Russian spacecraft which is used to resupply space stations

Progress M1 (Прогресс М1, GRAU: 11F615A55), also known as Progress 7K-TGM1, is a Russian uncrewed cargo spacecraft used to resupply space stations. It is a variant of the Progress spacecraft derived from the Progress M, modified to carry increased quantities of UDMH fuel and N_{2}O_{4} oxidizer for refueling the International Space Station (ISS). The Progress M1 entered service in 2000 and was retired from regular service in 2004. A further upgraded variant, the Progress M1-M (GRAU: 11F615A70), incorporating the digital flight control system from the Progress M-M was planned but canceled before entering service.

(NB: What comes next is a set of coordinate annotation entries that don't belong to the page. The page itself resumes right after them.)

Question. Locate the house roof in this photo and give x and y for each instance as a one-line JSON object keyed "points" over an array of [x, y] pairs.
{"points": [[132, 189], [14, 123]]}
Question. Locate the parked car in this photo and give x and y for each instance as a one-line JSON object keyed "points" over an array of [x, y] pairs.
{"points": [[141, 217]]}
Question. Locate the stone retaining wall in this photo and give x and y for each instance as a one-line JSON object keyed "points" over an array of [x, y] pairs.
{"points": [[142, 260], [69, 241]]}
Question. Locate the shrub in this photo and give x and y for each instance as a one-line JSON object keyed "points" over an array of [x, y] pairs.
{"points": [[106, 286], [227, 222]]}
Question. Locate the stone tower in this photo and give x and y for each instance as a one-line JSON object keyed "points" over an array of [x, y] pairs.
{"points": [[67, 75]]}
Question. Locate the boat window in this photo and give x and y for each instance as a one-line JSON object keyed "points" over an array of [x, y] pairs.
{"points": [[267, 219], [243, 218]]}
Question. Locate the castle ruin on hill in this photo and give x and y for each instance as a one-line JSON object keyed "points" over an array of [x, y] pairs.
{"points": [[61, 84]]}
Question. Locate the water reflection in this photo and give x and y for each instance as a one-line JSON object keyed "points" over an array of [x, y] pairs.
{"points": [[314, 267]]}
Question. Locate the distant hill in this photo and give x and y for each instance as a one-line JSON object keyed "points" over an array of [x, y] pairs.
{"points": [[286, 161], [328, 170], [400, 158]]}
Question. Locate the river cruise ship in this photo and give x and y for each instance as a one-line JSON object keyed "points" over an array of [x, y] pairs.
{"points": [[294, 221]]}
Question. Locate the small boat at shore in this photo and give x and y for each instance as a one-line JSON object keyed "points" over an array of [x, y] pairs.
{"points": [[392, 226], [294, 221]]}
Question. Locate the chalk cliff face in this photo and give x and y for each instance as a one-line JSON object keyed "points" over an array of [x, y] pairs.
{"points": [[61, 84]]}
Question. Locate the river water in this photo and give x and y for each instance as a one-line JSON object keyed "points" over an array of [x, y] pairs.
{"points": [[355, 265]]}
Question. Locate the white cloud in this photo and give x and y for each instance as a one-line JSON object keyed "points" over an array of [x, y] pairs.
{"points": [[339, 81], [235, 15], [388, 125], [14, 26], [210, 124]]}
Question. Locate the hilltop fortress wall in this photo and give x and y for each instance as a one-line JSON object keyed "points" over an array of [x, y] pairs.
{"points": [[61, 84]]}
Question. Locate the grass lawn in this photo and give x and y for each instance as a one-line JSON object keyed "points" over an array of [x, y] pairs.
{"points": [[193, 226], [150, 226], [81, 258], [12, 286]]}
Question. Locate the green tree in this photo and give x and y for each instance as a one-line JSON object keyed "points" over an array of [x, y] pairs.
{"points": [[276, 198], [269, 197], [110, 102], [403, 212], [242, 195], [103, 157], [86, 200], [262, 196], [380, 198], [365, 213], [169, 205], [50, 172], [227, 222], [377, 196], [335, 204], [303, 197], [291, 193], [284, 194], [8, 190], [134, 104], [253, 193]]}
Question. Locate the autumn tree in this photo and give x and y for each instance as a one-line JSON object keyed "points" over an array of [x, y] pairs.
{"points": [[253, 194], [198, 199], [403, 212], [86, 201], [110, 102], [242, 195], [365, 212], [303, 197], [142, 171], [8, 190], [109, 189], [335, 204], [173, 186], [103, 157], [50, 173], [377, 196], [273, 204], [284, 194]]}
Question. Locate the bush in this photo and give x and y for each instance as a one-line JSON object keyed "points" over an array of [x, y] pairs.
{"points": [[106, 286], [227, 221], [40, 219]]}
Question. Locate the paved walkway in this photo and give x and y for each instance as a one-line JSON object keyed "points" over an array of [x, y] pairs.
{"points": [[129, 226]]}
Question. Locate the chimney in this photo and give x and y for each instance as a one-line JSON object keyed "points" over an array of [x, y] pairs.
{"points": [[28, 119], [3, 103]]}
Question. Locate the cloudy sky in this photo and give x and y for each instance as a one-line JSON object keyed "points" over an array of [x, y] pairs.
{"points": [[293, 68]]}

The design reflected the needs of ISS logistics at the time, as the Space Shuttle provided large-capacity delivery of dry cargo and water but could not transport the hypergolic propellants required for the station's propulsion system. However, following the Space Shuttle Columbia disaster in 2003 and the subsequent grounding of the Shuttle fleet, ISS resupply priorities shifted toward increased delivery of dry cargo and water, as Progress became the primary cargo vehicle, contributing to the type’s retirement in 2004.

== Design ==
The design reflected ISS logistics requirements at the time, as the Space Shuttle provided large-capacity delivery of dry cargo and water but could not transport the hypergolic propellants required for the station's propulsion system. To address this, Energia reconfigured the spacecraft’s tanker section to increase propellant capacity, adding additional fuel tanks by relocating drinking water storage to the forward cargo module and nitrogen–oxygen gas storage to twelve small external tanks mounted around the interface between the cargo and tanker sections.

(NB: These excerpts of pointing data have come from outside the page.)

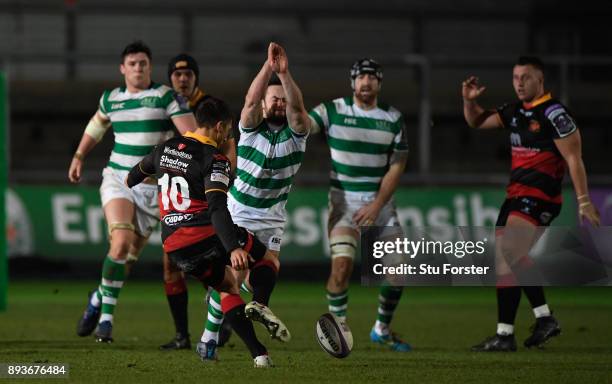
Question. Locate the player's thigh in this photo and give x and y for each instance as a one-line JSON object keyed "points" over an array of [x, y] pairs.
{"points": [[517, 238], [171, 272], [119, 215]]}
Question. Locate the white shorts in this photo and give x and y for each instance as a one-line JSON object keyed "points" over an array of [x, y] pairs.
{"points": [[270, 237], [268, 226], [343, 205], [143, 196]]}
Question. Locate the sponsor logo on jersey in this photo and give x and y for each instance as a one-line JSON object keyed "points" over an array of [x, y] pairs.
{"points": [[383, 125], [515, 139], [179, 153], [534, 126], [167, 162], [220, 178], [350, 121], [148, 102], [177, 218], [561, 120], [545, 217]]}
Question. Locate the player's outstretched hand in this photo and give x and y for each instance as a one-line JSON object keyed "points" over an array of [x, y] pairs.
{"points": [[277, 58], [74, 172], [240, 259], [471, 88], [588, 211]]}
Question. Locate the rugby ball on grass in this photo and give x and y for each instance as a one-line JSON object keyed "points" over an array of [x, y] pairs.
{"points": [[334, 336]]}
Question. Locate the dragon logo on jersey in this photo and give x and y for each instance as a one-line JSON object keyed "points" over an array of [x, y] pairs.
{"points": [[560, 119]]}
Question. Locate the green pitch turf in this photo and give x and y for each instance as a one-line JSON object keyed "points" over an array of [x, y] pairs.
{"points": [[441, 324]]}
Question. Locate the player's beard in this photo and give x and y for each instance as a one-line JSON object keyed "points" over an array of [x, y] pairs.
{"points": [[276, 117], [368, 97]]}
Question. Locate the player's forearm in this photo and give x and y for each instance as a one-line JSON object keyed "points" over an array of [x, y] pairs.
{"points": [[258, 87], [474, 114], [251, 114], [578, 175], [229, 149], [86, 144], [296, 113], [390, 181]]}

Progress M1 could carry up to 1950 kg of propellant in eight mid-section tanks, compared to 850 kg for a Progress M of the same generation. The forward pressurized cargo module could carry up to 1800 kg of supplies in 6.6 m3 of space, including up to 40 kg of compressed air, although the combined mass of cargo and propellant was limited to 2500 kg. The spacecraft had a tare weight of 5050 kg, and its KTDU-80 engine, producing 2950 N of thrust, used up to 892 kg of propellant for maneuvers, with 185 to 250 kg typically remaining available for station use.

The first Progress M1 spacecraft launched on 1 February 2000 to Mir, while the first ISS mission, Progress M1-3, launched on 6 August 2000. A total of 11 spacecraft were flown, the last being Progress M1-11 in June 2004, after which the type was retired. Ten conducted standard resupply missions, while Progress M1-5 was used to deorbit Mir in 2001.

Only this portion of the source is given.